Despite the clear language of the Plan reference above, Murray refuses to acknowledge that Prudential functioned as the claims administrator under the Plan with discretionary authority to interpret the Plan and make claim determinations. By way of denying that proposition, in his response to JW's Statement of Material Facts Murray observes: "Nothing in the documents cited preclude JW from exercising discretion over the determination (on whether to award benefits)." (Doc. 36 at ¶ 4). Murray is patently incorrect about this. The literal wording of the previously cited portions of the Plan bestows unilateral authority for making benefits determinations on Prudential.

In his Brief in Opposition to Defendants' Motion for Summary Judgment (Doc. 35), Murray devotes but one paragraph to the notion that "JW/Shasta exercised great control over Prudential's decisions." In support of this notion, Murray alludes to Exhibits 4 and 5, which inexplicably, do not exist as addenda to his brief. The Court surmises that these are the same exhibits that the Court discounted in the process of granting Shasta's Motion for Summary Judgment.

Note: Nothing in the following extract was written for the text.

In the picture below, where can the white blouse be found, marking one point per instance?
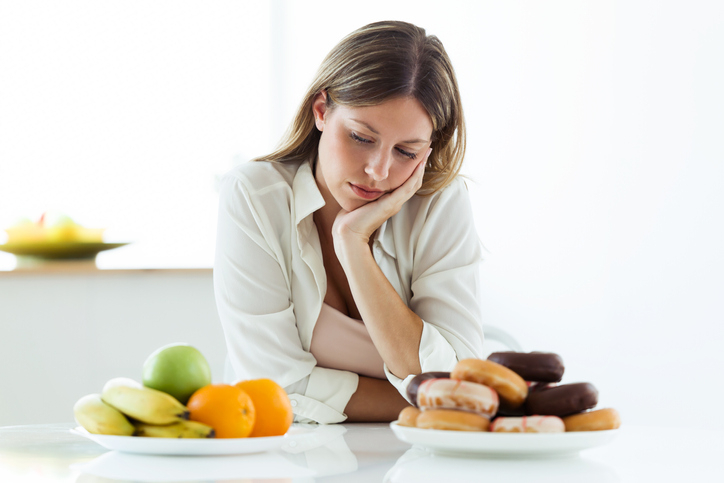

Having previously determined that these exhibits, comprised of various items of email correspondence, were not probative that any entity but Prudential made the decision to deny Murray's application for disability benefits, we cannot conclude that these phantom exhibits provide any evidence that JW exerted any influence over the benefits determination here.

The only Exhibit to Murray's brief is a decision of the Social Security Administration denoted as Exhibit "A".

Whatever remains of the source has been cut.